Хамида день за днём следила за его появлением с широко раскрытыми глазами и жизнерадостным духом. Однако поначалу она отказывалась от ежедневного променада из-за своего бедного и безвкусного наряда, так что ей сильно наскучило сидеть в четырёх стенах. Да и подобное воздержание вызывало в ней гнев, как и малодушие, неприятное её дерзкому нраву. Ей тягостно было оттого, что она вынуждена была делать то, что ненавидит, и в груди её, никогда не отдыхавшей от боёв, вспыхнула новая битва. К тому же она своими глазами увидала банкноты, которые этот человек намеренно подсовывал Санкару у неё на виду. Естественно, она догадалась, что всё это значит: возможно, именно такой язык и считался порочным в другом месте, но в переулке Мидак он был красноречив и никого ещё не подводил.

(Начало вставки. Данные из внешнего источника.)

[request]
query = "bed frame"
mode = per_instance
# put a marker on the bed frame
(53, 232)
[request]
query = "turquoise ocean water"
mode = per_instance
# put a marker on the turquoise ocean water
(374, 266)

И хотя незнакомец всеми силами пытался не подавать и виду в связи с истинной целью своих визитов в кафе, он не упускал возможности украдкой взглянуть на створки её окна или так положить мундштук кальяна себе в рот, что губы его сжимались, словно он целует его, а потом выпускал дым вверх так, будто посылает воздушный поцелуй её силуэту за окном. Хамида внимательно наблюдала за этим: ею владели прямо противоположные чувства, не лишённые удовольствия, и в то же время гнева. Душа подсказывала ей отправляться на прогулку, отбросив свой страх, а если она и повстречает его, и у него возникнет злая мысль преградить ей путь — в чём у неё не было ни малейшего сомнения — в силу его наглости, то она нанесёт ему тяжелейшее поражение, оскорбив его своим языком так, что он не забудет этого до конца дней своих. Таково было справедливое возмездие за всю его показную гордость, улыбки триумфатора и бестактный вызов. Да пропади он пропадом! Что заставляет его строить из себя этакого победителя и покорителя сердец?!.. Она не успокоится, пока не унизит его прилюдно! Вот если бы только накидка у неё была получше, до обувь поновее!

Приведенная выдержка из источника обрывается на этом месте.